23 de enero de 2013 - 00:00

1.- ¿Una palabra para definir el perfil de Rafael Correa? Una sola palabra. Era el reto. Pregunté a cinco personas al azar. “Fuerte”. “Valiente”. “Inteligente”. “Arrogante”. “Bicicleta”. ¿Por qué “bicicleta”, pregunté? Y me respondieron: porque nunca se cae. Pues vaya que el término bicicleta dice mucho más como un artefacto que afina y amplía las capacidades físicas de la corporeidad humana que como una palabra de etimología clásica. No es un adjetivo ni un verbo. Es un sustantivo. ¡Es una máquina! Que solo funciona por la tracción directa de hombres o mujeres. Y quien la maneja siente, mientras la monta y pedalea, cómo su cuerpo se despliega y se funde en el andar, cómo ese diseño que nunca pasa de moda, consigue ensamblar el misterio de la distancia y el tiempo. Y, en esa libertad, con la graduación de las velocidades, puedes mirarlo todo de otro modo, puedes dejar que el alma se te salga del cuerpo… y retorne con los aromas de las montañas, de los riscos, de las arenas, de los ríos, de los senderos, de los chaquiñanes, de las calles. Es la única máquina que no te deshumaniza, que no te doblega, que no te destruye. ¡Incluso es la única máquina humanizada por nosotros!

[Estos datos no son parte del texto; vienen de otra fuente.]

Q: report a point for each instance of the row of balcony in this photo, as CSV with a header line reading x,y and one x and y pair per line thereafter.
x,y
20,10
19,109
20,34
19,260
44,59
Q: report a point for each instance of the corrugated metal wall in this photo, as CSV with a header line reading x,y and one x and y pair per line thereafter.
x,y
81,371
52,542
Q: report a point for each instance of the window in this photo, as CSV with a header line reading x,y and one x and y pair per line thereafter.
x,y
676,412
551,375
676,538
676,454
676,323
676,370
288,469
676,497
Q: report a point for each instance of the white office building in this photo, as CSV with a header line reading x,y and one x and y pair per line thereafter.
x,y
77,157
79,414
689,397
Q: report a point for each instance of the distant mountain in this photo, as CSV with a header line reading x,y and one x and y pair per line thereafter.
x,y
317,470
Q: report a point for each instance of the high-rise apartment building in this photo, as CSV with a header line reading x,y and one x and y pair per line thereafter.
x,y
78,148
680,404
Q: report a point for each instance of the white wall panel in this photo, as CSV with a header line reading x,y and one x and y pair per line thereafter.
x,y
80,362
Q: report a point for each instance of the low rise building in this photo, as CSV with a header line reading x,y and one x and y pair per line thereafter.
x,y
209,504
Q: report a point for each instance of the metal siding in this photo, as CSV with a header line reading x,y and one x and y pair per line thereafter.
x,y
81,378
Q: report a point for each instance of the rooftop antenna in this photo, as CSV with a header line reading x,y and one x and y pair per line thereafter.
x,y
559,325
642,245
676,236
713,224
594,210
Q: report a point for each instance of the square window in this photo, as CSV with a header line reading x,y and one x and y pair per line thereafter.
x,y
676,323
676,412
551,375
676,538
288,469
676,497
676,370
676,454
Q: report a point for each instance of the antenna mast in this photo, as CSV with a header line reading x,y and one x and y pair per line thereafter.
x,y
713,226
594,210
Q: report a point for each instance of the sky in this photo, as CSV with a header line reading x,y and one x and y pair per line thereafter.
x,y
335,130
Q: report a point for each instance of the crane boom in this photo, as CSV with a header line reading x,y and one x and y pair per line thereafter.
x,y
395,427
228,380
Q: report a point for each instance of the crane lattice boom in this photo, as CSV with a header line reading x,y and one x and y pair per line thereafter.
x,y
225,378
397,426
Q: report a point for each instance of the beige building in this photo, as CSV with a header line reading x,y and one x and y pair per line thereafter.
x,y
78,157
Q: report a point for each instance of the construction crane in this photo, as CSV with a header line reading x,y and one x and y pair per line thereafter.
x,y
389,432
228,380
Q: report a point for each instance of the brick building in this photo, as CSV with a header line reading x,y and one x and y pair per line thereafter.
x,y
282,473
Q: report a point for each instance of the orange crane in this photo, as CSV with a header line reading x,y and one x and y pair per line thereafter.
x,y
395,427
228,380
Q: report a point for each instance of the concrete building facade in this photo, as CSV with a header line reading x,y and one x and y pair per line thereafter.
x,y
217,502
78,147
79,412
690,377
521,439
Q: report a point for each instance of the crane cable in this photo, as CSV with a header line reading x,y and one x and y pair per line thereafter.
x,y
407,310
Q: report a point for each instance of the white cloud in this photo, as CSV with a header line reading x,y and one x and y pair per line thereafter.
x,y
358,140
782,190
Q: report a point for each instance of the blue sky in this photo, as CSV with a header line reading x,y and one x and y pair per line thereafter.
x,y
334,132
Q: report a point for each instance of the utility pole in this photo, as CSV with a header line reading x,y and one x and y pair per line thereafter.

Entonces, entendí el resto: por qué la bicicleta se ha vuelto el símbolo de Correa en esta campaña. Por qué un artefacto tan sencillo puede encerrar la voluntad de trabajo de un líder. Por qué nunca se cae. Por qué es necesario conservar el equilibrio y la fibra. Por qué el fenómeno Correa sigue revolcando a la vieja política.

2.- Y es que no es posible entender a Rafael Correa sin acercarse al fenómeno que encarna. Y tampoco pensar su irrupción en la política nacional sin tomar en cuenta algunos datos que ex profeso ignoran sus detractores de partidos y medios. Tales datos nos ubican en la historia de las viejas y mínimas hegemonías regionales, erigidas a fuerza de prorratearse un país con influjos oligárquicos y, también, a fuerza de mudar al Estado en una filial de la fe dineraria.

En simultáneo, Correa aparece en la ola de una tendencia de cambios inocultables en la región. Evidencia muy útil para prefigurar el carácter de su liderazgo y el de los presidentes y las presidentas de la vecindad sudamericana. Tendencia de signo progresista tirando para la izquierda, como dirían diversos expertos descriptores de la realidad; o de signo neo-desarrollista como dirían los seguidores duros de alguna teoría ortodoxa.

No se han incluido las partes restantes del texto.